Monday, February 8, 2010

Undercover Boss

The Super Bowl has come and gone for another year, and although I enjoyed watching the game, despite my Pittsburgh Steelers sitting this one out, it was the program that followed that proved to be much more intriguing.

For weeks, CBS had been hyping “Undercover Boss” for the programming slot immediately following the Super Bowl. The premise is simple enough: a head-office leader of a major company disguises himself, changes his identity and goes undercover to examine the day-to-day operations at the lower levels of the business. In the first episode, Larry O’Donnell, President and COO of Waste Management, a $13-billion U.S garbage company, sorts through waste and recycling on a speeding conveyor, stabs at litter with a stick on a windy hillside and pumps out human excrement from portable toilets at an amusement park.

Despite reminding myself that viewers must tune into reality TV with a sceptical eye, I have to admit, the premise hooked me. O’Donnell, posing as “Randy”, a guy filming a documentary on entry-level employment, meets his daily new boss and follows them around through their daily routines, their trials and tribulations and even gets invited for dinner at a co-worker’s house after one day on the job. O’Donnell seems like an honest man, genuine in his feelings towards the people he interacts with on the frontlines. He discovers men and women with long-term health problems, excessively demanding or inappropriate working conditions, or financial burdens that threaten to force them to move out of their homes. Heavy stuff. How will this masked, corporate suit react to the discoveries he makes? Will he check out of his roadside motel and return to his Tiffany cufflink lifestyle after his week at waste-truck fantasy camp? Will he pay the random subordinates’ stories the obligatory lip-service around the upper-management boardroom table or will action be taken? The viewer is lead to believe, through a series of captions across the screen, that the five people O’Donnell has interacted with, have had their grievances addressed, been reassigned to more life-affirming positions within the company and/or have been given promotions and raises.

This is a pleasant, tidy, scripted ending to the program and you want to believe the positive message that the big bad COO is a changed man, after one week of sorting trash and scrubbing a porta-potty floor with a brush. But is it too tidy?

I know the editors of the program want the experience to resolve itself with hugs from the coworkers and tears of joy, but as interesting as the concept might appear, I couldn’t help but think of the thousands of people working for this company who also likely deserved attention from a superior, who likely work in worse conditions for less pay and have no hope of the COO of the company helping them dump Mrs. Jones’ trash in to the back of their truck. Will O’Donnell be held accountable for these on-the-job deficiencies he’s discovered - items that can be addressed company-wide and will he and his corporate management team be held accountable to make sure some changes are implemented? Or have I just watched the latest, brain-numbing reality TV slop that amounts to just another bad aftertaste in the cafeteria that has become network television?

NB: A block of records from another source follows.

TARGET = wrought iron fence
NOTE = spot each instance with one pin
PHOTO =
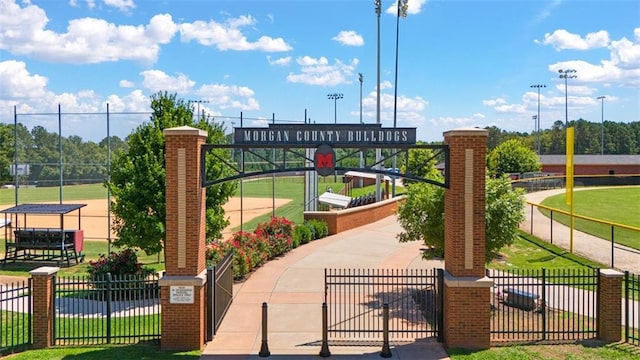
(219, 293)
(631, 308)
(106, 310)
(15, 317)
(535, 305)
(355, 299)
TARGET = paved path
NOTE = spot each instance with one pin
(584, 244)
(293, 287)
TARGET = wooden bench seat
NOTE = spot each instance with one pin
(45, 244)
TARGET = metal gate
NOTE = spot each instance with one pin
(219, 293)
(355, 299)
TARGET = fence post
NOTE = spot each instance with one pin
(43, 297)
(609, 316)
(107, 279)
(386, 351)
(324, 351)
(264, 348)
(210, 299)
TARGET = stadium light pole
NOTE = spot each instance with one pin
(361, 79)
(401, 12)
(335, 97)
(566, 74)
(537, 126)
(602, 128)
(378, 9)
(199, 102)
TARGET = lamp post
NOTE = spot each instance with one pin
(566, 74)
(602, 128)
(402, 12)
(335, 97)
(361, 79)
(199, 102)
(378, 4)
(537, 126)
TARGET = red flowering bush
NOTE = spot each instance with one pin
(251, 250)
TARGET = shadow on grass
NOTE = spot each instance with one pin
(558, 252)
(104, 352)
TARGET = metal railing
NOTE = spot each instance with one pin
(537, 305)
(615, 228)
(106, 310)
(631, 308)
(355, 299)
(219, 293)
(15, 317)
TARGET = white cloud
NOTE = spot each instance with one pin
(228, 36)
(494, 102)
(561, 39)
(17, 83)
(126, 84)
(87, 40)
(122, 5)
(280, 61)
(413, 7)
(227, 97)
(157, 80)
(318, 71)
(349, 38)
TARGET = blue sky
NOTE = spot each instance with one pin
(460, 63)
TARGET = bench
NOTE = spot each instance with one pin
(44, 244)
(521, 299)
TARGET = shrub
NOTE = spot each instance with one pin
(319, 228)
(301, 234)
(124, 263)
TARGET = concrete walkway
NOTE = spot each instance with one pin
(589, 246)
(293, 288)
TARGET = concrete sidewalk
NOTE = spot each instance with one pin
(589, 246)
(293, 288)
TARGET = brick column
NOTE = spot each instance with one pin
(467, 291)
(182, 286)
(43, 306)
(610, 305)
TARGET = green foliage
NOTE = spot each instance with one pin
(420, 163)
(422, 216)
(124, 263)
(138, 178)
(319, 228)
(270, 239)
(301, 234)
(512, 156)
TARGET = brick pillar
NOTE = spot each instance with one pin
(183, 284)
(467, 291)
(609, 305)
(43, 306)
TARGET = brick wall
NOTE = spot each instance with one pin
(609, 309)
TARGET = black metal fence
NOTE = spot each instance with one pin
(536, 305)
(355, 299)
(106, 310)
(15, 317)
(632, 308)
(219, 293)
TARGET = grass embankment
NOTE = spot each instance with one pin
(613, 205)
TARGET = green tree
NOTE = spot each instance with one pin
(420, 163)
(422, 216)
(512, 156)
(138, 178)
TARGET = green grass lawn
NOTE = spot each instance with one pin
(52, 194)
(616, 205)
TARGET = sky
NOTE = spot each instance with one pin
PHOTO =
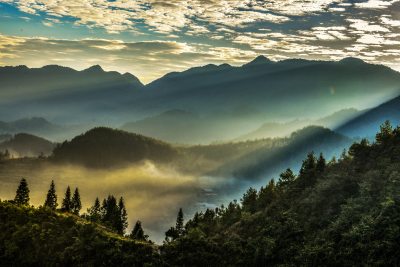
(150, 38)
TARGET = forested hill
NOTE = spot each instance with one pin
(105, 147)
(344, 213)
(337, 213)
(42, 237)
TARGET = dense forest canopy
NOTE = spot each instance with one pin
(342, 212)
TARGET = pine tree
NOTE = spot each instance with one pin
(266, 195)
(95, 211)
(22, 194)
(321, 163)
(138, 233)
(76, 204)
(123, 219)
(67, 203)
(51, 198)
(286, 178)
(179, 223)
(249, 200)
(385, 134)
(111, 214)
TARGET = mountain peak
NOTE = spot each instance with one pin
(94, 69)
(258, 61)
(352, 60)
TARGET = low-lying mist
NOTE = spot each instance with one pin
(152, 194)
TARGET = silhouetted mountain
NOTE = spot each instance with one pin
(5, 137)
(338, 118)
(276, 129)
(267, 162)
(104, 147)
(29, 125)
(265, 87)
(172, 126)
(338, 213)
(64, 93)
(367, 124)
(273, 87)
(26, 145)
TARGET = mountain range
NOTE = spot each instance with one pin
(205, 104)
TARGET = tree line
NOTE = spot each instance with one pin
(110, 213)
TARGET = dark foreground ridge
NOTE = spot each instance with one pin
(344, 212)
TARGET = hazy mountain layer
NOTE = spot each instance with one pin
(63, 94)
(26, 145)
(367, 124)
(237, 99)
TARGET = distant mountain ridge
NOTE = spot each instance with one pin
(64, 93)
(27, 145)
(106, 147)
(272, 87)
(368, 123)
(232, 98)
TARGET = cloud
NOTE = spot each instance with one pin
(375, 4)
(365, 26)
(168, 17)
(148, 60)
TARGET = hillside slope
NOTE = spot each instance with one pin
(27, 145)
(272, 87)
(105, 147)
(368, 123)
(344, 213)
(41, 237)
(63, 93)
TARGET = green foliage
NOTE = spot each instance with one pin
(51, 198)
(5, 155)
(177, 231)
(76, 204)
(249, 200)
(138, 233)
(43, 237)
(22, 194)
(104, 147)
(67, 201)
(344, 213)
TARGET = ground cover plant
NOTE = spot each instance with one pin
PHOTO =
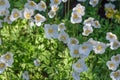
(59, 40)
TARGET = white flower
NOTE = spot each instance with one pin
(39, 19)
(31, 5)
(61, 27)
(4, 4)
(7, 19)
(114, 44)
(81, 0)
(41, 6)
(0, 41)
(2, 66)
(85, 49)
(93, 2)
(99, 48)
(109, 6)
(111, 0)
(25, 75)
(115, 75)
(64, 1)
(74, 51)
(51, 31)
(72, 41)
(116, 58)
(28, 13)
(75, 18)
(111, 37)
(15, 14)
(4, 12)
(87, 29)
(37, 62)
(76, 75)
(8, 59)
(31, 22)
(96, 24)
(63, 36)
(88, 21)
(92, 42)
(112, 65)
(1, 23)
(55, 2)
(54, 8)
(79, 66)
(51, 14)
(79, 9)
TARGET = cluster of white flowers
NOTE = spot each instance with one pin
(114, 43)
(26, 13)
(109, 10)
(93, 3)
(6, 60)
(89, 24)
(77, 13)
(113, 65)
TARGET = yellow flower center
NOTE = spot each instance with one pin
(2, 2)
(76, 51)
(2, 65)
(50, 31)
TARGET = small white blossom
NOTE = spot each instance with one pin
(99, 48)
(8, 59)
(2, 66)
(37, 62)
(114, 44)
(51, 31)
(39, 19)
(28, 13)
(41, 6)
(25, 75)
(75, 18)
(51, 14)
(115, 75)
(79, 9)
(96, 24)
(31, 5)
(93, 2)
(63, 36)
(112, 65)
(87, 29)
(15, 14)
(116, 58)
(111, 37)
(76, 75)
(74, 51)
(79, 66)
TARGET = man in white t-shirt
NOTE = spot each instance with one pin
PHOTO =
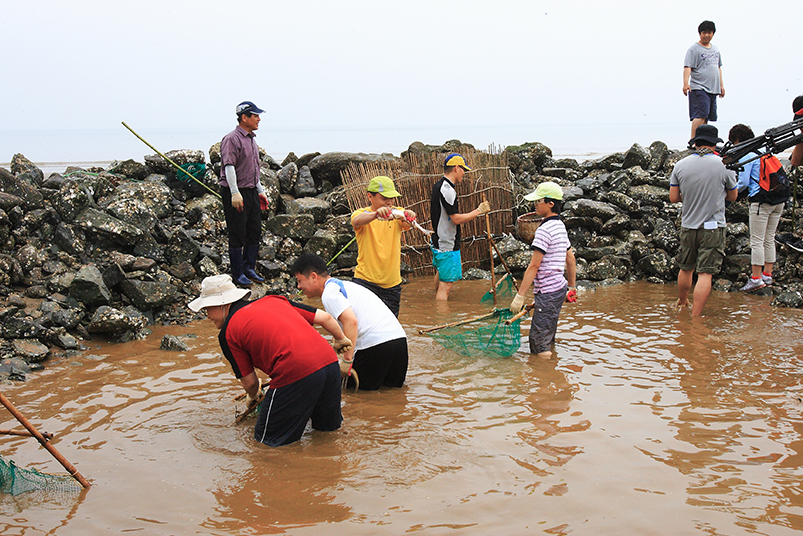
(379, 356)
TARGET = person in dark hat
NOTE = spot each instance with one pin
(702, 77)
(278, 337)
(242, 194)
(703, 184)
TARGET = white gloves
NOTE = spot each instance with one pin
(252, 401)
(237, 201)
(517, 304)
(342, 345)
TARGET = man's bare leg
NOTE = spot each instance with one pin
(696, 122)
(443, 291)
(701, 292)
(684, 287)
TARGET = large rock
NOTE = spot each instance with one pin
(329, 165)
(110, 320)
(26, 170)
(288, 176)
(636, 156)
(305, 185)
(147, 295)
(154, 193)
(71, 199)
(593, 209)
(320, 209)
(21, 188)
(129, 168)
(182, 248)
(89, 288)
(297, 227)
(93, 220)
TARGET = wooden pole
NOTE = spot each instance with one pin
(460, 323)
(43, 441)
(490, 250)
(25, 433)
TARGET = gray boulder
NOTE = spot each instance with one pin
(297, 227)
(89, 288)
(147, 295)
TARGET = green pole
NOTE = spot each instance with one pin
(179, 168)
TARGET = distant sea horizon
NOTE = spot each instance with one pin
(55, 150)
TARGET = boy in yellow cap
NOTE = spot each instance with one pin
(378, 229)
(446, 222)
(552, 255)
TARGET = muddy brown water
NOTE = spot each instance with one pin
(646, 423)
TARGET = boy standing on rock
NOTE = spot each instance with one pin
(242, 194)
(702, 77)
(552, 256)
(446, 225)
(378, 229)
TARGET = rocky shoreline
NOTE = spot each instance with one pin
(106, 252)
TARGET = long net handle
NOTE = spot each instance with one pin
(490, 250)
(42, 441)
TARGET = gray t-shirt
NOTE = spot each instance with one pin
(705, 64)
(703, 182)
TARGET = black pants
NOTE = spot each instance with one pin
(244, 227)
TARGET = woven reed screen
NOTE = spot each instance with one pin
(414, 176)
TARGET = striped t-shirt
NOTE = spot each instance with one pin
(552, 240)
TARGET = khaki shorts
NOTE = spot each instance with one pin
(701, 250)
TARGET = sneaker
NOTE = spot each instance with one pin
(753, 284)
(785, 238)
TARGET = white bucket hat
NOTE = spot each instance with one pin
(217, 290)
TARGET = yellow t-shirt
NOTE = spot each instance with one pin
(379, 251)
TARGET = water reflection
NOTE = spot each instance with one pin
(648, 420)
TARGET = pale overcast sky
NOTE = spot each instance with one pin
(376, 73)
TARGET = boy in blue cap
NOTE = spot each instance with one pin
(242, 194)
(446, 222)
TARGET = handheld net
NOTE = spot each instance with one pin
(16, 480)
(504, 289)
(197, 170)
(487, 335)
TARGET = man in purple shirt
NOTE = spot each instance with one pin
(242, 194)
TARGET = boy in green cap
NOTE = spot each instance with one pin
(378, 229)
(552, 255)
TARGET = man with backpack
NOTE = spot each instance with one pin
(703, 184)
(767, 190)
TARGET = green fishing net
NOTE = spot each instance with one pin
(488, 336)
(197, 170)
(16, 480)
(504, 289)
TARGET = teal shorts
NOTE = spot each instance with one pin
(448, 264)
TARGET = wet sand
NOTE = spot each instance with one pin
(646, 423)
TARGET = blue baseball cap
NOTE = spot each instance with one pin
(248, 107)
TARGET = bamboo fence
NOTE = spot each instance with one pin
(414, 176)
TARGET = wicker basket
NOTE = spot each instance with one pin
(526, 224)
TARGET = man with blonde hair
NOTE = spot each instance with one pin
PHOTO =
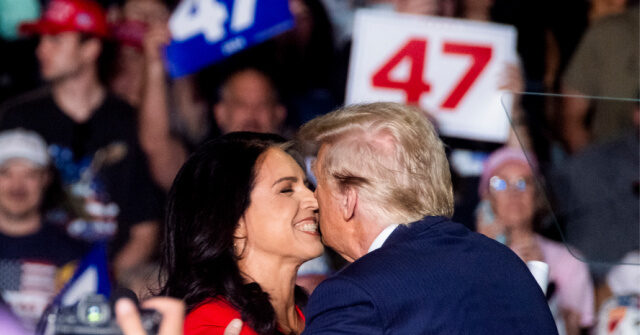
(385, 197)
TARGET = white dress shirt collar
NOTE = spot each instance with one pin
(382, 237)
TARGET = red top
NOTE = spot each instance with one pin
(212, 317)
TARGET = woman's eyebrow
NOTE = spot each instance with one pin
(292, 179)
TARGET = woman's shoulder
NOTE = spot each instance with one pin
(212, 317)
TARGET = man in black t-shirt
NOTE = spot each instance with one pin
(34, 256)
(91, 134)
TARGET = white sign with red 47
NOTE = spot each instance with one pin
(451, 68)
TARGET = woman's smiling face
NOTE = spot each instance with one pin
(282, 217)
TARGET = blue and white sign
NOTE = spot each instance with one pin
(206, 31)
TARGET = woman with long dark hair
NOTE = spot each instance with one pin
(240, 221)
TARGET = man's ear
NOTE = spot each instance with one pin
(280, 114)
(349, 202)
(220, 114)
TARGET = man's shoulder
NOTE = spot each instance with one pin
(442, 250)
(37, 96)
(30, 102)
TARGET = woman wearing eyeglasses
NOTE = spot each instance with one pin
(508, 212)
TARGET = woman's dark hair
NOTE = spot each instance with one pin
(208, 197)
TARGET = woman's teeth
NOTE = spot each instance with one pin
(310, 227)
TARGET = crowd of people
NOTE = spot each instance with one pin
(200, 194)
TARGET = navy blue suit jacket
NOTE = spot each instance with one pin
(432, 277)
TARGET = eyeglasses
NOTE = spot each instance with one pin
(500, 185)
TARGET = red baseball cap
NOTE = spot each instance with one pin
(70, 15)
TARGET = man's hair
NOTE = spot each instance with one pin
(391, 154)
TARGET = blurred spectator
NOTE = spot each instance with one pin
(137, 16)
(508, 214)
(30, 273)
(92, 134)
(303, 63)
(620, 314)
(596, 193)
(612, 44)
(249, 102)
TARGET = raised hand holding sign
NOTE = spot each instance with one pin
(206, 31)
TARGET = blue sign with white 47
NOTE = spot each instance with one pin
(206, 31)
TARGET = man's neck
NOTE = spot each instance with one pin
(79, 96)
(20, 226)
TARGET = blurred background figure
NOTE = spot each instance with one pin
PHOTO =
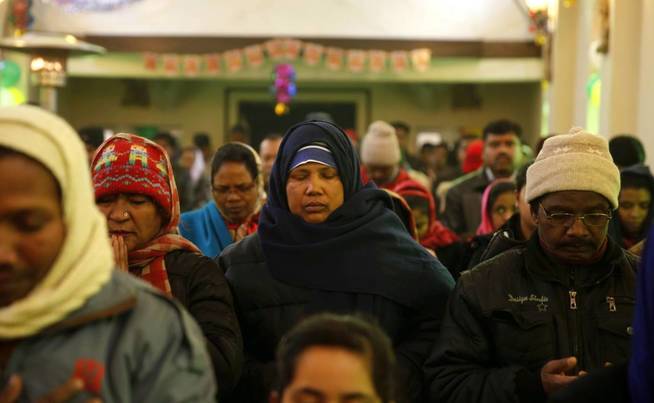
(403, 133)
(498, 204)
(268, 152)
(634, 216)
(432, 234)
(381, 157)
(233, 213)
(473, 156)
(201, 170)
(434, 157)
(463, 200)
(203, 143)
(330, 358)
(238, 133)
(92, 137)
(626, 150)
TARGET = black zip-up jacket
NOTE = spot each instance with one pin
(199, 284)
(513, 313)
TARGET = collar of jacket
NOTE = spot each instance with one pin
(542, 265)
(114, 299)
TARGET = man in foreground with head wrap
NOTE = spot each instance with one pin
(70, 325)
(529, 321)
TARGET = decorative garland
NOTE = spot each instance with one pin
(283, 87)
(289, 51)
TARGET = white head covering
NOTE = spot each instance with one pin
(85, 261)
(574, 161)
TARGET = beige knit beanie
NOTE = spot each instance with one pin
(380, 145)
(574, 161)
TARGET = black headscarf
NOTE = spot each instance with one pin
(362, 247)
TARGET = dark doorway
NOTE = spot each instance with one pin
(260, 116)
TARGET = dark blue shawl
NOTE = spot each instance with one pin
(641, 366)
(206, 228)
(361, 248)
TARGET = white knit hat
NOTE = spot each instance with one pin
(380, 145)
(575, 161)
(431, 138)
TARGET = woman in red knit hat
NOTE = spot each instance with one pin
(136, 191)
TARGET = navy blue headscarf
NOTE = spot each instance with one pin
(362, 247)
(641, 365)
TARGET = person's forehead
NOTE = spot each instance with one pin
(575, 199)
(501, 136)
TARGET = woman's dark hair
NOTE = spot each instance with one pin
(341, 331)
(496, 191)
(502, 126)
(628, 180)
(233, 152)
(626, 150)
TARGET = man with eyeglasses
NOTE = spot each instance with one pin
(531, 320)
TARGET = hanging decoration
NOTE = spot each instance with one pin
(21, 16)
(212, 63)
(283, 87)
(9, 73)
(254, 55)
(234, 60)
(334, 58)
(313, 54)
(399, 61)
(9, 77)
(421, 59)
(356, 60)
(150, 61)
(171, 64)
(79, 6)
(290, 51)
(191, 65)
(377, 60)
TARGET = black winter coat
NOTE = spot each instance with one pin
(268, 308)
(513, 313)
(199, 284)
(463, 203)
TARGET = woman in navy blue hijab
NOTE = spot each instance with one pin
(328, 243)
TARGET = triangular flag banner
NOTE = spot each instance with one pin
(275, 49)
(191, 65)
(421, 59)
(171, 64)
(356, 60)
(254, 55)
(334, 58)
(150, 61)
(377, 61)
(313, 54)
(234, 60)
(212, 63)
(399, 60)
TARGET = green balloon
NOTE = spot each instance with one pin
(9, 73)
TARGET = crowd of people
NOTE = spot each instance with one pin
(319, 270)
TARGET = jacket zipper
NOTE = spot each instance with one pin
(573, 307)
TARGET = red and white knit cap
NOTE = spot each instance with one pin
(126, 163)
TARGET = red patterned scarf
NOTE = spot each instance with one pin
(148, 262)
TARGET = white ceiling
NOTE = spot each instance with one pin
(490, 20)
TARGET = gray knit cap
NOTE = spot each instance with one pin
(574, 161)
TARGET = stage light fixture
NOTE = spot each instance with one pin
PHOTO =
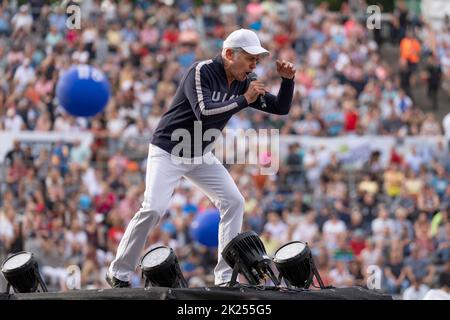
(22, 274)
(160, 268)
(296, 265)
(246, 255)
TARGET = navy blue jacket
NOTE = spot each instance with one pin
(204, 95)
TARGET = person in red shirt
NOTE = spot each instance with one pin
(351, 116)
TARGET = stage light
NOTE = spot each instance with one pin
(160, 268)
(246, 255)
(295, 263)
(22, 274)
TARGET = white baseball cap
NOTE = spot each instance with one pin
(246, 40)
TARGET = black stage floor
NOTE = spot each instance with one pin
(210, 293)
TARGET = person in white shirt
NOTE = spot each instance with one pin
(331, 229)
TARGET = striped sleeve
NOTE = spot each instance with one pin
(197, 88)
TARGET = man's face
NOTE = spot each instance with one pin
(242, 63)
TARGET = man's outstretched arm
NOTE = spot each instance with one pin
(281, 103)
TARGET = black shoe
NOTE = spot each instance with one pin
(116, 283)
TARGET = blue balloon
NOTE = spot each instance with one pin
(83, 90)
(205, 228)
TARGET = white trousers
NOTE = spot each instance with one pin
(162, 177)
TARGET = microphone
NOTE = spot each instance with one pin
(252, 77)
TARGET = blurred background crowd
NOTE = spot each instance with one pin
(69, 203)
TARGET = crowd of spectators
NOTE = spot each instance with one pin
(69, 203)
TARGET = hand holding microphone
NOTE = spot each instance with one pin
(255, 90)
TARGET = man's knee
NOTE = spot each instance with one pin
(151, 211)
(235, 202)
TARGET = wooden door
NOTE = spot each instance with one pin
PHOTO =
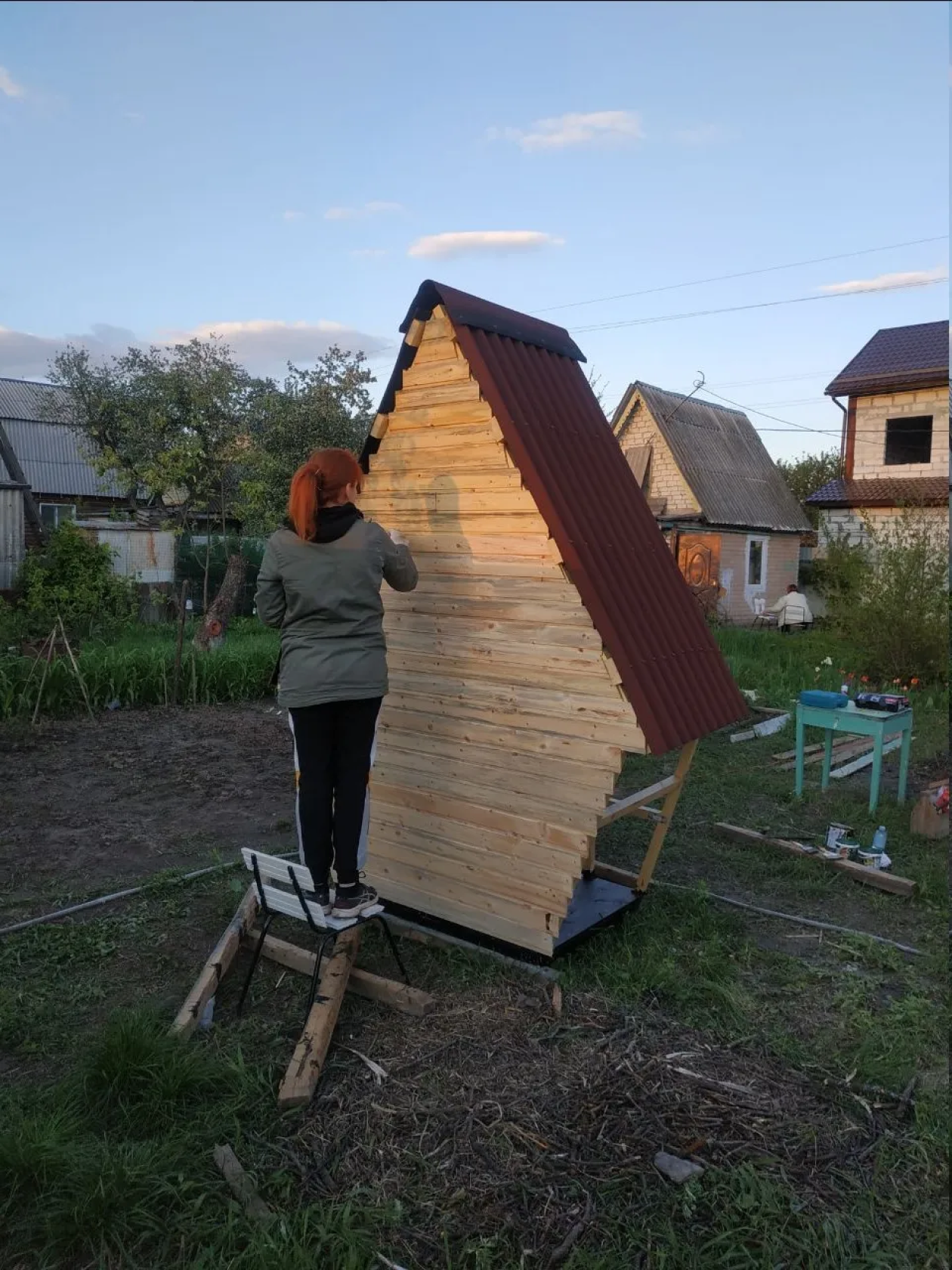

I want to believe in it, but I can’t invest in it emotionally, as the show participants seemingly want us to do. That might be possible if the Waste Management story-line could be extended to more than one episode, as the audience observes the slow changes falling into place at the work-site. Unfortunately, it wraps up into a 60-minute happy meal and its almost as fulfilling.

According to the preview, next week is a look at the behind the scenes exploits at a Hooters restaurant operation. After literally scraping the bottom of a latrine in its debut, one can only wonder what “Undercover Boss” will expose about the ladies in the orange shorts and their everyday travails. I’m sure the Hooters big boss will be undoubtedly shocked to his very soul, or so we're lead to believe.